Retrieving distributions for multiple-choice questions from LLMs involves obtaining not only the final answer but also the probabilities associated with each option. While it is nontrivial to extract an answer or a probability because of the auto-regressive nature of text generation by LLMs, Robinson et al. [21] demonstrated that a multiple-choice prompt can lead to a higher probability of generating option symbols as the next token, especially with one or few-shot settings. Unlike a traditional cloze prompt, which selects the option with the highest sequence's probability without giving other options, a multiple-choice prompt provides all options simultaneously and selects the one with the highest probability for the option symbols. However, even in this setting, it has been reported that LLMs respond less robustly to certain prompts [22,23]. Utilizing this vulnerability, Santurkar et al. [10] suggested that LLMs can change the distributions of attitude options towards controversial social topics, when given prompts that mimic the behavior of a human group with specific attributes. LLMs' behaviour will also change when given a degree of certainty like "Perhaps it's" [24]. This change was observed in response to context-free open-ended questions, highlighting an opportunity for extended research in multiple-choice RC tests.

Experimental Setup

The primary objective of this work is to investigate whether LLMs can mimic the responses of language learners in solving multiple-choice RC tests. In this section, we outline our experimental setup, utilizing the CMCQRD dataset [12], which includes responses from at least 100 language learners per question, providing information about answer probability distributions. Our analysis compares the next-token probability on each option by LLMs with the choice patterns of language learners, aiming to understand the extent of LLMs' capability in emulating learner-like understanding in RC tasks.
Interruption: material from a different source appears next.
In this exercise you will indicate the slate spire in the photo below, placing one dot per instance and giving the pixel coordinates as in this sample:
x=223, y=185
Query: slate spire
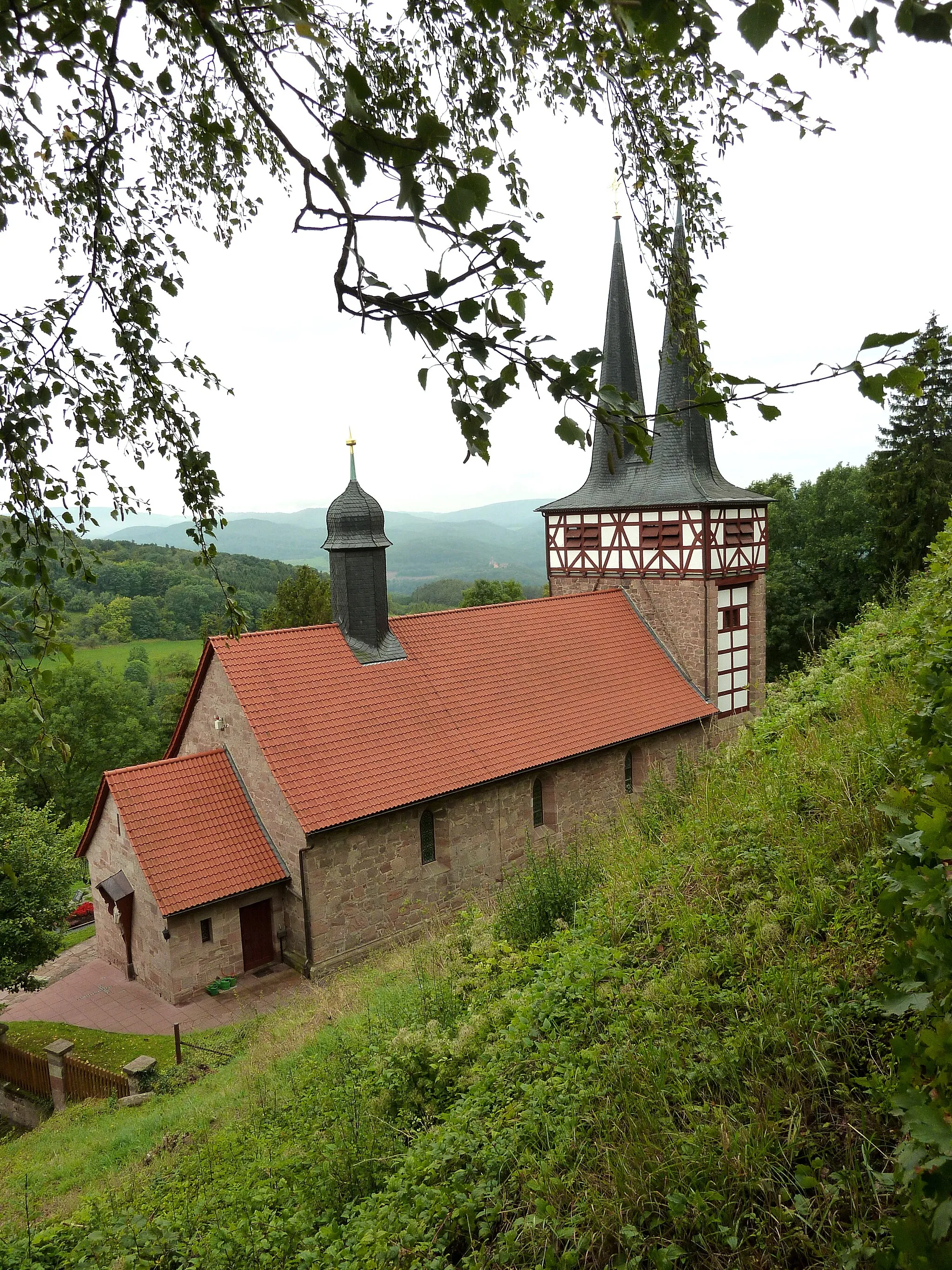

Assuming that up-to-date LLMs outperform average language learners, degrading these models is needed to bring their output distributions closer to those of language learners. We employ several methods to weaken the LLM performance and compare the results to the language learners. Dataset The CMCQRD dataset consists of 4-choice English RC tests, labeled with difficulty levels ranging from CEFR B1 to C2. A subset of CMCQRD includes responses from non-native English speakers whose proficiency aligns with the difficulty label [12,13]. We refer to this set of responses as the human distribution.

Table 1 shows the statistics of the CMCQRD dataset. The average accuracies of language learners are around 60%, while the accuracies of their mode selections are around 90%. In this experiment, we exclusively use questions at levels B1 and B2 with a human distribution, corresponding to intermediate levels of proficiency. Our focus on these levels is driven by our aim to assess the ability of LLMs to reproduce the challenges faced by language learners who are not fully proficient in reading comprehension.
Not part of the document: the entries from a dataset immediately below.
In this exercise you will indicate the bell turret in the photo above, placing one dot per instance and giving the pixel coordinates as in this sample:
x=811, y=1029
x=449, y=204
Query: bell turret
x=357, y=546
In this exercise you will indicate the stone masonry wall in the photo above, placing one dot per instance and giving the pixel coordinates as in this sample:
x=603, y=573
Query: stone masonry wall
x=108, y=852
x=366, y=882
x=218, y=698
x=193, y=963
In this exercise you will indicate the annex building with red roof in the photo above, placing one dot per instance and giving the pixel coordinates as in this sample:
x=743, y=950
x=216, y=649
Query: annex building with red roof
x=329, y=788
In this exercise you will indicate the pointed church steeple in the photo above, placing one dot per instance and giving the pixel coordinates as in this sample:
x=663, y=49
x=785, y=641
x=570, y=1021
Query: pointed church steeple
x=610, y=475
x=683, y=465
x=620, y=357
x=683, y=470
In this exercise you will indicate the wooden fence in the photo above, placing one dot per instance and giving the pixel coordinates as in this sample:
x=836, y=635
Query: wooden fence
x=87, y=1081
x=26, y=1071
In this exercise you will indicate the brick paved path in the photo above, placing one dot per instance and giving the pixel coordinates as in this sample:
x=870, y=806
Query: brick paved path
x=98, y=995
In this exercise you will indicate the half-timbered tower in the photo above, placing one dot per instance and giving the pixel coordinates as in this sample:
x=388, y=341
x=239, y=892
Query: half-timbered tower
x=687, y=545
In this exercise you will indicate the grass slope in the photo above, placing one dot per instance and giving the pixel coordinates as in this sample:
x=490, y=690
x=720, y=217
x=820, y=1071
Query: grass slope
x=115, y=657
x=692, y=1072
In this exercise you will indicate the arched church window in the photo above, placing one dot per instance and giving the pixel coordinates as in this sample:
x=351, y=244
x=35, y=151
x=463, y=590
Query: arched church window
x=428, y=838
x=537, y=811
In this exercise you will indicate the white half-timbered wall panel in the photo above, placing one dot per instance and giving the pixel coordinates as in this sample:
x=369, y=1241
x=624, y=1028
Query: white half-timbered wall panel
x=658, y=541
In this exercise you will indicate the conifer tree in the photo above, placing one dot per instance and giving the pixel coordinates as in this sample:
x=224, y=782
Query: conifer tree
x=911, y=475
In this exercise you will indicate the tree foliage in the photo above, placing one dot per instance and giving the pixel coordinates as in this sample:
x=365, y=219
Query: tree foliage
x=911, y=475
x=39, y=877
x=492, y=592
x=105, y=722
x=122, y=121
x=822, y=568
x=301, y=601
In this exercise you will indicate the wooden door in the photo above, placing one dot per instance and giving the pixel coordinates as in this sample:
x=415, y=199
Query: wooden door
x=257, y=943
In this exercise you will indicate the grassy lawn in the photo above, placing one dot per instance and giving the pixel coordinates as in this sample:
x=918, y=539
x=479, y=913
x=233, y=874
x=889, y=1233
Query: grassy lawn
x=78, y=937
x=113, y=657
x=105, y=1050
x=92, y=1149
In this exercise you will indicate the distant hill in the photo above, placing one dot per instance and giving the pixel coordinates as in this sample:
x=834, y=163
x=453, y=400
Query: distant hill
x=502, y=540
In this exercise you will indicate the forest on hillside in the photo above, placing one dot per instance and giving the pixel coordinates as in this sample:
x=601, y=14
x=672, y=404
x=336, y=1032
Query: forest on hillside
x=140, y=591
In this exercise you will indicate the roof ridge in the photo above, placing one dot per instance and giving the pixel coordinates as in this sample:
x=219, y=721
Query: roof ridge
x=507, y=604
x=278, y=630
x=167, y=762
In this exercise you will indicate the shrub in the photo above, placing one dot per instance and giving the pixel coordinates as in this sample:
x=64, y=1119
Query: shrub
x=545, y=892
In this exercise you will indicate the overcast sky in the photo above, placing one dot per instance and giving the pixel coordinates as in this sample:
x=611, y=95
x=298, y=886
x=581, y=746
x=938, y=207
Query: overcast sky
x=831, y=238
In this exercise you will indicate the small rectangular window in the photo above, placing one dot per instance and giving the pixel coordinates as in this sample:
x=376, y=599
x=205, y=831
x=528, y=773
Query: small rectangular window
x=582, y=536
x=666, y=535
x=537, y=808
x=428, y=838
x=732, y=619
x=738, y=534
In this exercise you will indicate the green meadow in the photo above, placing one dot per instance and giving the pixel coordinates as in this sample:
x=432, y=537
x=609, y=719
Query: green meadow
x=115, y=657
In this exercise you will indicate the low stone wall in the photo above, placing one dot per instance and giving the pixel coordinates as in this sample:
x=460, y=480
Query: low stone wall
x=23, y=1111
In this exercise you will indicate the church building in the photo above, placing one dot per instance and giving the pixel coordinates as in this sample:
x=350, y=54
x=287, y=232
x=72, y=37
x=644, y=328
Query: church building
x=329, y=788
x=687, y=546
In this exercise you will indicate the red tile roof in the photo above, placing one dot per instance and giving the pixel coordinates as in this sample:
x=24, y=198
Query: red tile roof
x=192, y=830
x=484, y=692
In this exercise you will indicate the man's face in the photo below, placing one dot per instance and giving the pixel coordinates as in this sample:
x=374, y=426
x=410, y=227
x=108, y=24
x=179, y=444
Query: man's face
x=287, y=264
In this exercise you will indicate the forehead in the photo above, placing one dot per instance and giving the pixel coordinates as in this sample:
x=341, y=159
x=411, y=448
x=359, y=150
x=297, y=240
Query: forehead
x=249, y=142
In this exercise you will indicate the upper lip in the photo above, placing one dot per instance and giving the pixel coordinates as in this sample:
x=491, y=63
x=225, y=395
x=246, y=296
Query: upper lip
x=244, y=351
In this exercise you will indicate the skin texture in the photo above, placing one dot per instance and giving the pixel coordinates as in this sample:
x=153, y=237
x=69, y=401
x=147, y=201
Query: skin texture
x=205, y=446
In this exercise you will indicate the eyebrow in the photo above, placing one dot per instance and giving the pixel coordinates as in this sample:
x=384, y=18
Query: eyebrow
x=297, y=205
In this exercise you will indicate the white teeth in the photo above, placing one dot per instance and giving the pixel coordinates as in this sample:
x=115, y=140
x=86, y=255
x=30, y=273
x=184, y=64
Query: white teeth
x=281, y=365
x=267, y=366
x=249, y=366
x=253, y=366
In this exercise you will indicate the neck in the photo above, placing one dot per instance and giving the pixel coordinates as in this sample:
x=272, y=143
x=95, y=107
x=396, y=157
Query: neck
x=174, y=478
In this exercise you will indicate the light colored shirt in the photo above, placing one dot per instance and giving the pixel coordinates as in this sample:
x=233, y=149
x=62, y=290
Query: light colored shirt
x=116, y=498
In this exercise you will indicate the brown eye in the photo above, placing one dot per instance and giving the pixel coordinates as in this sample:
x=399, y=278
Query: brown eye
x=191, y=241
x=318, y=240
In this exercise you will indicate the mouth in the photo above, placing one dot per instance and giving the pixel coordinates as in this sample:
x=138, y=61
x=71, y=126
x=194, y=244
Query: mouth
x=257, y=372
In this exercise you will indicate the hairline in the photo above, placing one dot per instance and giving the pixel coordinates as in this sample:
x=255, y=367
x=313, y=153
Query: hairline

LLM Settings Since the outputs of LLMs are autoregressive and free-form, some techniques are required to increase the likelihood of desired tokens in subsequent outputs. To this end, we employ a multiple-choice prompting approach for RC, as described in Robinson et al. [21]. This approach provides LLMs with a single natural language prompt that concatenates the context, a question, options, and an option-symbol-prompting word, such as "Answer:". We take advantage of the nexttoken probabilities to the distribution by LLM. The logits of next tokens associated with option symbols, {A, B, C, D} on 4-choice tests, are normalized using softmax. We adopt GPT-4o1 and LLaMa-2-70B [25] with oneshot prompting. We run LLaMa-2-70B using the Hugging-Face library with 4-bit quantization. 2 The temperature parameter is set to 1.0 for both models.
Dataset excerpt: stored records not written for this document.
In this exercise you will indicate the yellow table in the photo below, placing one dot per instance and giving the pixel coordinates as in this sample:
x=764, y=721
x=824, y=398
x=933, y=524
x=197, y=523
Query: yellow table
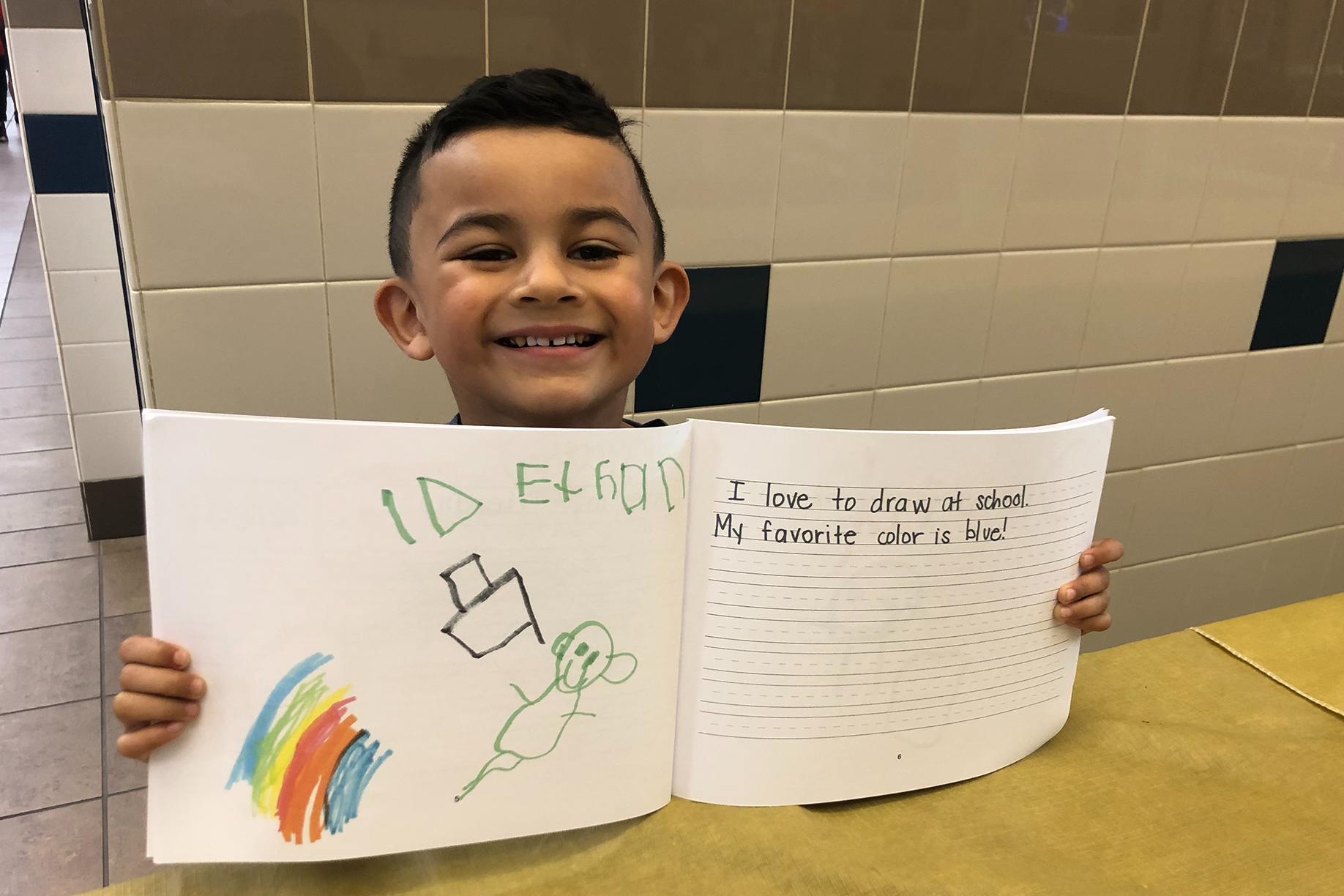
x=1181, y=770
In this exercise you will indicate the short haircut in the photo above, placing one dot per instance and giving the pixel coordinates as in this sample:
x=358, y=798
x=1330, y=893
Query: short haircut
x=529, y=98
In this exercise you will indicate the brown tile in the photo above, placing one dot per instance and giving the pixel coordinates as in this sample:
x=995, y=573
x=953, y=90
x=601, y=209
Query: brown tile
x=974, y=56
x=1277, y=58
x=1186, y=56
x=43, y=594
x=239, y=50
x=53, y=852
x=1085, y=56
x=852, y=54
x=709, y=54
x=598, y=40
x=53, y=757
x=397, y=50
Evaluation To compare human and LLM outputs, we use mode accuracy, average accuracy, and KL divergence following Liusie et al. [13], and also correct/wrong F1 score. Below is the description of these metrics.

1. Mode Accuracy: how frequently the most plausible symbol by LLM is the correct answer, denoted as

Mode Accuracy = 𝔼[argmax 𝑦 (𝑝 LLM ) = 𝑦 ans ],

where 𝑝 represents probabilities for each option and 𝑦 ans is the correct option. 2. Average Accuracy: how frequently the correct option is selected on average by LLM, denoted as Average Accuracy = 𝔼[𝑦 LLM = 𝑦 ans ].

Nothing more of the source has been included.